Why This Data Matters
Geologists use C-14 dating to determine the age of organic remains up to 50,000 years old. Nuclear engineers need decay constants to design safe containment for waste that remains dangerous for thousands of years. Medical physicists calculate dosages for radiation therapy using these exact values.

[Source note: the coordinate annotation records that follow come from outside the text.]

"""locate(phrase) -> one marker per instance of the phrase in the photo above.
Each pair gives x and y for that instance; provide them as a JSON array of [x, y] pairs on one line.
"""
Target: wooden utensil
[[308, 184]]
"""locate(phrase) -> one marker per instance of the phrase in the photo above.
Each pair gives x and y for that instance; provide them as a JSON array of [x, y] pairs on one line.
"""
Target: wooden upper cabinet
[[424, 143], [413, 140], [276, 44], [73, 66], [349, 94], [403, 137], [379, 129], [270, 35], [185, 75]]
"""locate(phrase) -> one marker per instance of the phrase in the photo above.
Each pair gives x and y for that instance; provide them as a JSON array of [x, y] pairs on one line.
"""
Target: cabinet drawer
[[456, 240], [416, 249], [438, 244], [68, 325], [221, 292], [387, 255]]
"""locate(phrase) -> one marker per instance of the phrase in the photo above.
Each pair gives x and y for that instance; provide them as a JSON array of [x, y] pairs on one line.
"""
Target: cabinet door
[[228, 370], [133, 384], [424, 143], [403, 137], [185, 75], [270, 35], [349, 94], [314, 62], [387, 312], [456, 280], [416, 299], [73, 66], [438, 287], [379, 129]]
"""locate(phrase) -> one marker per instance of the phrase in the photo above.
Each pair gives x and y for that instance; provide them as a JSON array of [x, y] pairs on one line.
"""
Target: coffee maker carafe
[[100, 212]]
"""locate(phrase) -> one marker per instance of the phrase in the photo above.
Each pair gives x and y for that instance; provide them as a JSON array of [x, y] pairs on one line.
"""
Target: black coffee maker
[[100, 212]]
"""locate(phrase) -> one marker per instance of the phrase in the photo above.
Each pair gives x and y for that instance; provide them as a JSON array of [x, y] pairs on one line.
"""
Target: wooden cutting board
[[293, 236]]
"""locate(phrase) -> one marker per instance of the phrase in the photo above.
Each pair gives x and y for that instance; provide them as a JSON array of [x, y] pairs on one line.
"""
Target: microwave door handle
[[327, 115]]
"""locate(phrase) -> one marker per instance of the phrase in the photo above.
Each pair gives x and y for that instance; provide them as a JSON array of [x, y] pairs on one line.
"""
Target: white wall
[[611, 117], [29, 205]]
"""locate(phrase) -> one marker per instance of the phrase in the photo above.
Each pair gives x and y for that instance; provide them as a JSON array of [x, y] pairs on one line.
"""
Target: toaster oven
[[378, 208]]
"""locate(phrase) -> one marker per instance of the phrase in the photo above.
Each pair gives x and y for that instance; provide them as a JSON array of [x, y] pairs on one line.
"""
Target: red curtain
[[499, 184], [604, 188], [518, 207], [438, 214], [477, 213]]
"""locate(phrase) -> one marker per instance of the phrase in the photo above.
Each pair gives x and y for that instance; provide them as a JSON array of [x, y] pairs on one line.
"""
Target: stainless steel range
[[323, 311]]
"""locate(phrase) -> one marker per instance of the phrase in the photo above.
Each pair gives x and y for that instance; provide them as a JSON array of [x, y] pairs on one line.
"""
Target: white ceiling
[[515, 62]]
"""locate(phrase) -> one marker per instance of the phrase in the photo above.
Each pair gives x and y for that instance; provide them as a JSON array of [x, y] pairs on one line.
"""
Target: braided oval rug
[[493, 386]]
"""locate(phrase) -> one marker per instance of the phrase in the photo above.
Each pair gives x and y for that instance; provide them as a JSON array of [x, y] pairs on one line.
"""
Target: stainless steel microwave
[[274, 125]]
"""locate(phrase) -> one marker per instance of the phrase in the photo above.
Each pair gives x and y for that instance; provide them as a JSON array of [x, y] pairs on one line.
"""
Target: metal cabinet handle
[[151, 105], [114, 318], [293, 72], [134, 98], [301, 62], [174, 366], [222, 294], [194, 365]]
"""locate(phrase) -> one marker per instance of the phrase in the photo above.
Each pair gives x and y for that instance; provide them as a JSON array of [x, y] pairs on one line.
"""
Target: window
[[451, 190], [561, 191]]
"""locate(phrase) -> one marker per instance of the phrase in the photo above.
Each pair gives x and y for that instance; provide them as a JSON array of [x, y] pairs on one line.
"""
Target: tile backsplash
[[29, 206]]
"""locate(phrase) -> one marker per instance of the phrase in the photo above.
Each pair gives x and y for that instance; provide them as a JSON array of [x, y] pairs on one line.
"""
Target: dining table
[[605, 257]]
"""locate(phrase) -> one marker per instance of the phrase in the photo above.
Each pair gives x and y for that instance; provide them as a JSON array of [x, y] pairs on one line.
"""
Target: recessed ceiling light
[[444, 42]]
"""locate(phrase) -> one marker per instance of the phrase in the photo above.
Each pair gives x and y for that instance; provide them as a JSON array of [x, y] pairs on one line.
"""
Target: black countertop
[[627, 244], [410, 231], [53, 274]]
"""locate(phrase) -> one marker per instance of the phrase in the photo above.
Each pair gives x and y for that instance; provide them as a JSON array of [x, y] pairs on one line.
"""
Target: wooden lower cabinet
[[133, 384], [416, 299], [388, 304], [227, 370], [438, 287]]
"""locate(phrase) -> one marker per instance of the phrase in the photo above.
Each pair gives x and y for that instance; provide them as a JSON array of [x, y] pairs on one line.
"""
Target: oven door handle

Without accurate decay tables, none of this would work.
Common Mistakes to Avoid
- Mixing time units — always convert half-life to seconds before calculating λ
- Confusing activity with number of atoms — they are different measurements
- Forgetting that decay is probabilistic — individual atoms are random, but large samples follow predictable patterns
- Using the wrong isotope — elements often have multiple radioactive isotopes with completely different half-lives
Where to Find Complete Decay Data
The table above covers common elements, but hundreds of radioactive isotopes exist. For comprehensive data, check:
- National Nuclear Data Center (NNDC)
- International Atomic Energy Agency (IAEA) databases
- Chart of the Nuclides published by Oak Ridge National Laboratory
These sources update their decay data as measurements improve. Values in reference books sometimes differ slightly from the most recent measurements.
The Bottom Line
Radioactive decay tables give you two interconnected values: half-life and decay constant. Pick whichever is easier for your calculation and derive the other using 0.693 as the conversion factor.
For quick reference, memorize the relationship. For accuracy, use verified databases. The math is simple. The applications are everywhere.